Exhibited at "Soft Scrub", a group exhibition curated by Katherine Simóne Reynolds at The Luminary, St. Louis, MO. September 13 - October 26, 2019. The exhibition considered the complicated layers, stereotypes, and foundational lessons of the Black household from the Black male perspective.
When thinking of the household, I can’t but help imagine a swinging door, fake flowers, and the smell of greens on the stove for dinner. The Black household is a space of learning your own Blackness or discovering the lack compared to others. The Black household’s key is teaching survival.

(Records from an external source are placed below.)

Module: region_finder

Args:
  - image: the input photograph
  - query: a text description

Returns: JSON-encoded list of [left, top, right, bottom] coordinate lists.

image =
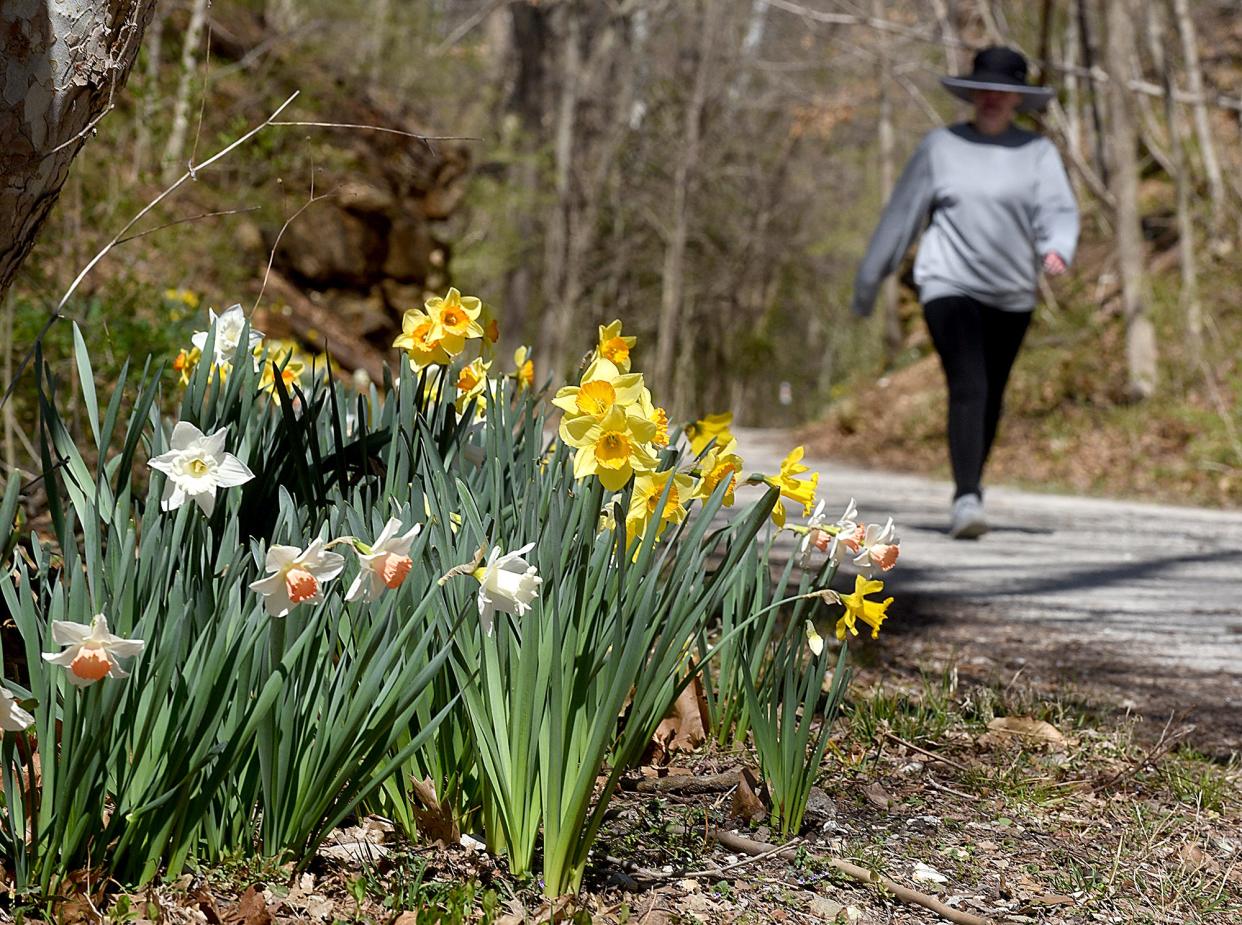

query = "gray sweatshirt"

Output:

“A Black family is almost like a living readymade. They are readymade. A lot of times people don’t quite realize what a resource this can be. Anything you throw at your family, they’ll definitely throw it back, and it’ll be more complicated when they throw it back at you. It won’t be what it’s supposed to be. It may not even be true. It may be corrupted. But in terms of how it’s corrupted, it can seem even truer.” - Arthur Jafa
You learn to “speak” when you enter someone’s home, how to protect your hair, and the importance of knowing how to play the dozens. Even though I have deemed some of these practices problematic, I still understand the vital points made by them. This way of life is, and has been, complex. Growing up it seemed, the only discourse in white media regarding the Black household was the Good Times household, The Cosby Show household, and the BéBé’s Kids household. Even though I couldn’t relate solely to one type of fictitious “lived” experience, I still interpreted these to be the blueprints of everyday Black life.